We can't forget that some people (due to religion or just their own beliefs) do not approve of any type of "abortion". That is their own right and I've seen people harassed and personally attacked for it (on different forums, but I've seen it some here too). I personally am for e-spaying under certain circumstances.

Anyway, I wouldn't be harsh so long as they where being responsible about it.


----------



## Kimmiekins (Apr 14, 2007)

A good chunk of the rats with litters that go into rescues were pet store "oops" (well... oops on the part of the person who bought them unknowingly, NOT "oops" on the pet stores).

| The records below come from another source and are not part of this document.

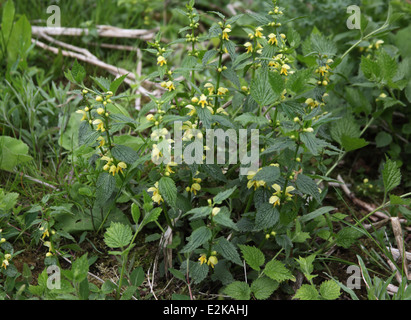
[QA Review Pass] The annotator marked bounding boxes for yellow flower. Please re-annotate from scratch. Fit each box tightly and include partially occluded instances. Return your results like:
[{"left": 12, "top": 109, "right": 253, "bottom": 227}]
[
  {"left": 93, "top": 119, "right": 106, "bottom": 132},
  {"left": 147, "top": 182, "right": 164, "bottom": 204},
  {"left": 76, "top": 110, "right": 87, "bottom": 121},
  {"left": 254, "top": 27, "right": 263, "bottom": 38},
  {"left": 204, "top": 82, "right": 214, "bottom": 94},
  {"left": 198, "top": 94, "right": 208, "bottom": 108},
  {"left": 198, "top": 253, "right": 207, "bottom": 264},
  {"left": 247, "top": 168, "right": 265, "bottom": 190},
  {"left": 268, "top": 33, "right": 278, "bottom": 45},
  {"left": 207, "top": 256, "right": 218, "bottom": 268},
  {"left": 186, "top": 104, "right": 196, "bottom": 117},
  {"left": 165, "top": 81, "right": 176, "bottom": 91},
  {"left": 217, "top": 87, "right": 228, "bottom": 96},
  {"left": 223, "top": 28, "right": 231, "bottom": 40},
  {"left": 1, "top": 259, "right": 9, "bottom": 269},
  {"left": 280, "top": 63, "right": 290, "bottom": 75}
]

I try not to hold anything against anyone that surrenders to us (of course, that is often NOT easy, but I try). But to those who end up with pregnant rats/babies due to someone else's negligence, I don't feel anything negative towards. Some people really don't have the resources to handle litters and had no intention of having one. I can respect that. Of course, the best thing would be if they could e-spay, but sometimes that's just not possible. :\

Our last e-spay was done just days before she was due. The vet said she'd have popped within 3 days.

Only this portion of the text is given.